When Leyla McCalla was 10, she spent the summer at her grandmother’s home in Haiti, a world away from her childhood in New York City. McCalla’s parents were Haitian immigrants, and her mother—a lawyer—sent McCalla and her younger sister to stay with her mother while she crisscrossed Haiti doing legal advocacy work in a country that was increasingly volatile. It was a seminal experience for McCalla, but one that she hadn’t fully revisited until recently. In 2016, Duke University acquired the archives of Radio Haiti, an independent station that rose to prominence in the 1960s under the ownership of the journalist and human rights activist Jean Dominique, who fiercely railed against dictatorial control and government corruption while giving the Haitian people a vital outlet for free expression. (For more on the work of Dominique—who was assassinated in 1985—check out the exceptional documentary The Agronomist.)
Duke commissioned McCalla to create a multimedia theater performance using the Radio Haiti archives as source material. As McCalla pored through the material—which is available for anyone to access via Duke’s website—she also began to reconcile her own Haitian identity. Encouraged by the work’s director, Kiyoko McCrae, she incorporated memories of her visit to her grandmother’s into the script, and conducted her own interviews, including speaking directly to Dominique’s widow, Michèle Montas.
The resulting Breaking the Thermometer to Hide the Fever premiered at Duke in 2020, just prior to the onset of the pandemic (McCalla says she’s hoping to bring the theater performance to other markets soon).
A multi-instrumentalist and vocalist now based in New Orleans, McCalla is perhaps best known as a member of the Carolina Chocolate Drops and Our Native Daughters—her project with Rhiannon Giddens, Allison Russell, and Amythist Kiah—and will release her new album Breaking the Thermometer on May 6, a collection of songs that essentially serves as the soundtrack to the theater performance. Today, Garden & Gun is proud to premiere “Le Bal est Fini” (the party is over), one of the album’s highlights, with McCalla’s mesmerizing vocals and calypso beats over the sound of Caribbean waves lapping the shoreline.

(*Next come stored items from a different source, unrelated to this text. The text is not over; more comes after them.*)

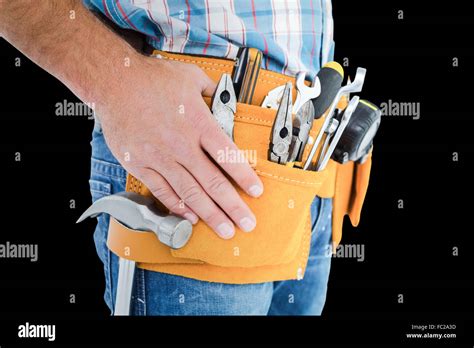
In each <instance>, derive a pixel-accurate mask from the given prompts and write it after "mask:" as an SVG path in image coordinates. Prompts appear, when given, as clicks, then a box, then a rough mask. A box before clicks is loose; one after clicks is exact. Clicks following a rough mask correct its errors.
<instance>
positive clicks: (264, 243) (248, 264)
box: [107, 51, 372, 284]
mask: <svg viewBox="0 0 474 348" xmlns="http://www.w3.org/2000/svg"><path fill="white" fill-rule="evenodd" d="M154 54H159V55H161V57H162V59H169V60H175V61H180V62H185V63H191V64H196V65H198V66H199V67H200V68H201V69H203V71H205V72H206V73H207V74H208V75H209V77H210V78H212V79H213V80H214V81H215V82H218V81H219V79H220V77H221V75H222V74H224V73H229V74H231V73H232V70H233V68H234V64H235V62H234V61H233V60H226V59H216V58H209V57H197V56H188V55H182V54H172V53H168V52H161V51H160V52H158V51H156V52H154ZM286 82H292V83H293V86H295V81H294V78H293V77H289V76H285V75H282V74H279V73H275V72H271V71H268V70H263V69H262V70H261V72H260V74H259V77H258V82H257V85H256V90H255V93H254V98H253V103H254V104H255V105H249V104H240V103H238V104H237V112H236V114H235V119H234V141H235V143H236V144H237V146H238V147H239V148H240V149H241V150H249V151H256V154H257V156H258V158H257V161H256V165H255V167H254V170H255V171H256V173H257V174H258V175H259V176H260V178H261V180H262V182H263V185H264V193H263V195H262V196H261V197H259V198H252V197H249V196H248V195H247V194H245V193H244V192H243V191H242V190H241V189H240V188H238V187H236V189H237V191H238V192H239V194H240V195H241V196H242V199H243V200H244V201H245V202H246V204H248V205H249V207H250V208H251V209H252V211H253V212H254V213H255V215H256V218H257V227H256V228H255V230H253V231H252V232H251V233H244V232H242V231H240V230H239V229H238V227H236V233H235V236H234V237H233V238H232V239H230V240H224V239H221V238H220V237H218V236H217V235H216V234H215V232H213V231H212V230H211V229H210V228H209V227H208V226H207V225H206V224H205V223H204V222H202V221H199V222H198V223H197V224H196V225H194V226H193V236H192V237H191V239H190V241H189V242H188V244H187V245H186V246H185V247H183V248H181V249H179V250H173V249H171V248H169V247H167V246H166V245H164V244H162V243H160V242H159V241H158V239H157V238H156V235H155V234H153V233H144V232H138V231H133V230H131V229H129V228H127V227H126V226H124V225H122V224H121V223H119V222H118V221H117V220H115V219H114V218H111V220H110V227H109V232H108V240H107V245H108V247H109V248H110V250H111V251H112V252H114V253H115V254H116V255H118V256H120V257H122V258H125V259H129V260H133V261H136V262H137V265H138V267H140V268H143V269H146V270H151V271H156V272H163V273H169V274H175V275H180V276H184V277H188V278H194V279H198V280H204V281H211V282H222V283H231V284H246V283H261V282H268V281H279V280H288V279H302V278H303V276H304V273H305V269H306V264H307V260H308V256H309V249H310V241H311V212H310V206H311V203H312V202H313V200H314V198H315V196H319V197H322V198H330V197H332V198H333V213H332V214H333V216H332V218H333V223H332V240H333V247H336V246H337V245H338V244H339V242H340V240H341V237H342V224H343V219H344V216H345V215H349V217H350V220H351V223H352V225H353V226H357V225H358V223H359V219H360V213H361V209H362V204H363V201H364V198H365V194H366V191H367V187H368V183H369V176H370V168H371V161H372V159H371V157H372V156H371V155H372V154H369V156H368V158H367V159H366V161H365V162H364V163H362V164H358V163H354V162H348V163H346V164H344V165H342V164H339V163H337V162H335V161H333V160H331V161H330V162H329V164H328V165H327V167H326V168H325V169H324V170H323V171H319V172H316V171H306V170H302V169H298V168H292V167H287V166H284V165H280V164H276V163H273V162H270V161H268V160H267V157H266V156H267V153H268V147H269V142H270V133H271V129H272V124H273V121H274V118H275V115H276V110H273V109H265V108H262V107H260V106H259V105H261V104H262V102H263V99H264V97H265V96H266V95H267V93H268V92H269V91H270V90H272V89H274V88H275V87H278V86H281V85H284V84H285V83H286ZM293 96H296V90H293ZM206 102H207V103H208V105H209V104H210V100H206ZM323 120H324V117H322V118H320V119H318V120H315V122H314V124H313V128H312V130H311V132H310V136H311V137H313V139H314V138H315V137H316V136H317V134H318V132H319V130H320V128H321V126H322V122H323ZM310 147H311V146H307V148H306V149H305V152H304V155H303V162H304V161H305V159H306V158H307V156H308V154H309V150H310V149H309V148H310ZM315 157H317V156H315ZM126 190H127V191H132V192H136V193H139V194H141V195H145V196H150V197H151V196H152V195H151V193H150V191H149V190H148V189H147V187H145V185H144V184H143V183H142V182H140V181H139V180H138V179H136V178H134V177H133V176H132V175H130V174H128V177H127V184H126ZM157 204H158V206H162V205H161V204H160V202H158V201H157Z"/></svg>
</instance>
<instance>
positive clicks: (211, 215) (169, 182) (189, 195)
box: [159, 163, 235, 239]
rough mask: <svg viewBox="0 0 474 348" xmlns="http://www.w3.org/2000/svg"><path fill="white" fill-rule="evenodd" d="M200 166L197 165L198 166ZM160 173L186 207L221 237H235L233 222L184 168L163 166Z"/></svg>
mask: <svg viewBox="0 0 474 348" xmlns="http://www.w3.org/2000/svg"><path fill="white" fill-rule="evenodd" d="M199 165H200V164H196V166H199ZM159 171H160V173H162V175H163V177H165V178H166V181H167V182H168V184H169V185H170V186H171V188H172V189H173V191H174V192H175V193H176V195H177V196H178V197H180V198H181V199H182V201H183V202H184V203H185V205H186V206H187V207H189V208H190V209H191V210H192V211H193V212H195V213H196V214H197V215H198V216H199V217H200V218H201V219H202V220H203V221H204V222H205V223H206V224H207V225H208V226H209V227H211V228H212V229H213V230H214V231H215V232H216V233H217V234H218V235H219V236H220V237H222V238H224V239H229V238H232V237H233V236H234V234H235V228H234V224H233V223H232V221H231V220H230V219H229V218H228V217H227V215H226V214H224V213H223V212H222V210H221V209H220V208H219V207H218V206H217V205H216V203H214V201H213V200H212V199H211V198H210V197H209V196H208V194H207V193H206V192H205V190H204V189H203V188H202V187H201V185H200V184H199V183H198V182H197V181H196V179H194V177H193V176H192V175H191V174H190V173H189V172H188V171H187V170H186V169H185V168H184V167H182V166H181V165H180V164H178V163H174V164H171V165H166V166H162V167H161V168H159Z"/></svg>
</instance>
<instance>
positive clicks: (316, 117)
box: [313, 62, 344, 119]
mask: <svg viewBox="0 0 474 348" xmlns="http://www.w3.org/2000/svg"><path fill="white" fill-rule="evenodd" d="M317 77H318V78H319V82H320V83H321V94H320V95H319V97H318V98H315V99H313V106H314V118H315V119H318V118H321V116H323V115H324V113H325V112H326V110H327V109H328V108H329V106H331V103H332V102H333V100H334V98H335V97H336V95H337V92H338V91H339V89H340V88H341V86H342V80H343V79H344V69H343V68H342V66H341V65H340V64H339V63H337V62H329V63H327V64H326V65H324V66H323V67H322V68H321V70H319V72H318V75H317Z"/></svg>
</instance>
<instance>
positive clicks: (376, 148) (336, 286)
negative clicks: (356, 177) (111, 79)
mask: <svg viewBox="0 0 474 348" xmlns="http://www.w3.org/2000/svg"><path fill="white" fill-rule="evenodd" d="M415 3H416V4H418V5H422V4H423V5H424V6H416V7H415V6H414V4H415ZM461 3H462V4H461ZM468 4H469V2H467V1H466V2H443V3H440V4H436V3H435V2H428V1H426V2H420V1H417V2H414V1H411V2H410V1H394V0H391V1H377V2H375V1H374V2H369V1H341V0H335V1H334V4H333V6H334V19H335V40H336V60H338V61H340V62H342V60H343V58H344V57H348V58H349V62H350V66H349V67H348V68H346V71H348V72H349V73H350V74H351V75H352V76H353V75H354V73H355V69H356V67H357V66H363V67H365V68H367V69H368V74H367V78H366V84H365V87H364V91H363V92H362V94H361V96H362V97H364V98H366V99H369V100H371V101H372V102H374V103H375V104H378V105H380V104H381V103H383V102H386V101H388V100H389V99H392V100H393V101H396V102H420V103H421V118H420V119H419V120H413V119H412V118H410V117H384V118H383V120H382V126H381V128H380V131H379V134H378V136H377V139H376V146H375V150H374V158H373V159H374V163H373V169H372V176H371V184H370V187H369V192H368V195H367V199H366V203H365V205H364V210H363V215H362V220H361V224H360V225H359V227H358V228H352V227H350V224H349V221H346V223H345V227H344V236H343V243H345V244H352V243H355V244H364V245H365V252H366V259H365V261H364V262H357V261H356V259H337V258H336V259H334V260H333V264H332V270H331V278H330V282H329V291H328V298H327V304H326V307H325V310H324V315H323V318H253V319H252V318H250V319H245V320H243V319H241V318H233V319H228V320H222V319H219V320H215V319H212V318H180V319H169V318H163V319H160V318H153V319H151V318H150V319H148V320H146V319H141V318H118V319H117V318H110V317H108V315H109V311H108V309H107V308H106V306H105V303H104V302H103V299H102V295H103V290H104V289H103V288H104V280H103V273H102V264H101V263H100V261H99V259H98V257H97V256H96V253H95V249H94V244H93V240H92V232H93V229H94V224H95V222H94V221H93V220H90V221H89V222H87V223H83V224H80V225H76V224H75V223H74V222H75V220H76V219H77V217H78V216H79V215H80V213H81V212H82V211H83V210H85V209H86V208H87V207H88V206H89V204H90V195H89V187H88V178H89V168H90V164H89V160H90V145H89V141H90V137H91V132H92V126H93V121H90V120H87V119H86V118H84V117H76V118H74V117H64V118H61V117H57V116H55V114H54V110H55V104H56V103H57V102H61V101H62V100H64V99H67V100H68V101H75V97H74V96H73V95H72V94H71V93H70V92H69V91H68V90H67V89H66V88H65V87H64V86H63V85H62V84H61V83H60V82H58V81H57V80H55V79H54V78H53V77H51V76H50V75H49V74H48V73H46V72H44V71H42V70H41V69H40V68H38V67H37V66H35V64H34V63H32V62H30V61H28V59H27V58H25V57H23V56H22V55H21V53H19V52H18V51H17V50H15V49H14V48H13V47H12V46H10V45H9V44H8V43H6V42H5V41H3V40H1V39H0V67H1V70H0V72H1V74H0V76H1V80H0V81H1V86H2V88H1V94H0V96H1V97H0V98H1V99H0V100H1V104H0V117H1V118H0V121H1V125H0V130H1V133H0V163H1V166H2V170H1V172H0V182H1V183H2V185H1V188H2V199H3V203H2V204H1V207H2V208H1V216H2V227H1V228H0V242H2V243H4V242H5V241H10V242H12V243H30V244H31V243H37V244H39V261H38V262H36V263H31V262H29V261H25V260H21V261H20V260H8V259H2V260H1V261H0V272H1V273H0V274H1V275H0V277H1V278H0V325H1V328H0V345H1V346H2V347H3V346H4V345H3V344H4V343H7V344H8V343H14V342H16V340H17V338H16V334H17V327H18V325H19V324H22V323H24V322H26V321H30V322H34V321H35V320H36V321H40V322H41V323H46V322H48V323H55V324H57V329H56V330H57V342H76V343H81V342H84V343H85V342H90V341H92V337H93V335H100V337H99V338H97V339H95V340H94V341H96V342H104V343H105V342H113V341H116V342H121V343H123V342H128V341H131V342H133V341H134V340H135V339H137V337H141V338H142V339H143V340H144V341H148V342H156V341H157V337H158V336H157V335H158V332H162V334H159V340H160V342H164V341H168V340H172V341H173V340H175V339H176V338H178V337H179V341H181V342H183V341H188V342H196V341H204V342H213V341H217V340H218V338H217V337H219V336H220V335H217V334H215V333H214V332H219V333H220V334H225V333H226V332H227V333H228V334H229V335H230V336H227V335H225V336H227V337H229V340H237V341H243V342H245V341H250V338H248V336H247V335H246V334H245V335H244V334H243V332H246V333H247V334H252V333H255V334H256V336H255V338H253V339H252V341H253V342H262V343H263V342H272V341H273V340H278V341H279V342H288V343H291V342H297V341H307V342H339V343H364V342H385V343H411V344H421V343H425V344H435V343H449V344H454V343H457V344H460V343H466V344H468V343H471V345H470V346H472V342H473V340H472V338H473V337H472V334H471V331H472V330H473V329H474V325H473V321H472V320H473V313H474V299H473V298H474V296H473V294H474V292H473V290H474V281H473V270H472V266H473V264H474V262H473V261H474V260H473V258H474V256H473V252H472V244H471V240H472V238H471V237H470V235H471V233H473V231H472V223H471V219H472V213H471V211H472V195H473V194H474V190H473V189H474V187H473V184H472V172H471V170H470V168H471V164H472V162H473V160H474V156H473V150H474V144H473V140H472V129H473V126H474V124H473V120H472V119H473V116H474V115H473V113H472V109H471V102H472V89H471V88H470V87H468V86H469V83H470V82H471V81H472V80H473V79H472V77H473V70H472V69H473V67H472V61H473V52H474V49H473V47H472V46H473V45H472V38H471V36H472V34H473V24H472V23H473V20H474V18H473V17H474V16H473V15H472V12H471V11H470V10H469V6H468ZM398 10H403V11H404V16H405V19H404V20H398V19H397V15H398V12H397V11H398ZM16 57H21V61H22V65H21V67H20V68H18V67H15V58H16ZM454 57H458V58H459V67H456V68H455V67H453V66H452V60H453V58H454ZM17 151H18V152H21V154H22V161H21V162H15V160H14V159H15V157H14V156H15V152H17ZM453 152H457V153H458V154H459V161H458V162H453V161H452V157H453ZM71 199H74V200H75V201H76V209H69V201H70V200H71ZM399 199H403V201H404V209H398V207H397V205H398V200H399ZM453 247H458V248H459V256H453V254H452V250H453ZM71 293H73V294H75V295H76V299H77V301H76V304H70V303H69V294H71ZM398 294H403V295H404V300H405V301H404V303H403V304H399V303H398V302H397V300H398ZM136 324H140V325H143V327H144V328H146V329H140V330H139V329H138V326H137V325H136ZM411 324H456V325H457V327H458V329H457V330H456V331H455V332H456V333H457V335H458V338H457V339H456V340H443V341H441V342H433V341H429V340H428V341H416V342H413V341H407V340H406V338H404V337H405V333H409V332H411V330H410V326H411ZM154 328H157V329H156V330H155V329H154ZM164 333H166V334H164ZM183 333H186V334H183ZM6 346H8V345H6Z"/></svg>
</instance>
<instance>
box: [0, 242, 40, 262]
mask: <svg viewBox="0 0 474 348" xmlns="http://www.w3.org/2000/svg"><path fill="white" fill-rule="evenodd" d="M0 258H3V259H17V258H18V259H30V261H31V262H36V261H38V244H14V243H10V242H8V241H7V242H5V244H0Z"/></svg>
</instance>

Listen to the track below, and read on to hear from McCalla about the song, Haiti’s prominence in American history, and her own memories of the country. Breaking the Thermometer is out this Friday, May 6, and available for preorder here.
I think most people are unaware of the longstanding relationship between Haiti and the United States.
Haiti has been connected to American history for centuries. In Savannah, Georgia, there’s a monument to Haitian soldiers who fought for American independence in the 1700s [located in Franklin Square]. Haiti for years bounced between Spanish, French, and English control, but then in 1804, it completed the first successful slave rebellion in the Western Hemisphere that resulted in the first independent Black state. So, there are definite parallels.
What was most important to you when writing Breaking the Thermometer?
Haiti is a place that has been so misconstrued in the American imagination. It’s been stigmatized, and I feel that that is due to a lot of the racism in our society and in our culture. I wanted to get the story right. For a long time, I was the only Haitian collaborator, so I was balancing this insider-outsider perspective, both within the collaboration itself, but also within myself. There are parts of me that really don’t feel very Haitian or not Haitian enough to be telling the story. And part of my healing process of making this record was reckoning with my own legitimacy as a storyteller.
Your experience at your grandmother’s plays a big role in the play and album. What are your most vivid memories?
My grandmother had this compound with a lush courtyard where the walls were painted white. She got us a dog. She got us a pig. We used to feed the pig mango seeds from our leftover mangoes. I remember her cooking chickens. She was slaughtering the chickens herself, and we’d be in the courtyard just gawking at what was happening. She bought us every kind of bird and gerbil she could find at the market to entertain us. It was like Noah’s Ark. But she was also very outspoken. She really wanted us to identify as Haitian and wanted us to love Haiti. That was part of her personal mission.
What is the background to the song “Le Bal est Fini?”
In 1980, the Duvalier regime cracked down on journalists and human rights advocates. Jean Dominique wrote an editorial that basically said, “The party is over.” I just sat down with my banjo and started singing the words I heard in his editorial. Musically, I wanted it to be a party song, to have the feeling that we’re dancing into the apocalypse. The world is ending, but there’s still movement, there’s still vitality, there’s still life, and all these things are happening at the same time.
You live in New Orleans now, a city that has a significant Haitian population. Do you have any favorite places?
Fritai is a new Haitian restaurant opened by my friend Charly Pierre on Basin Street, in the Tremé. But if you want food like my grandmother made, Rendez-Vous Créole on the West Bank is where I go. It’s very over-the-top Haitian in the hospitality sense. I went there on a Saturday night, and they said, “Tell us what you want to eat. You want beer? Okay, we’ll get it.” They were literally going to the corner store to buy us beer. It was cracking me up. It felt very authentic.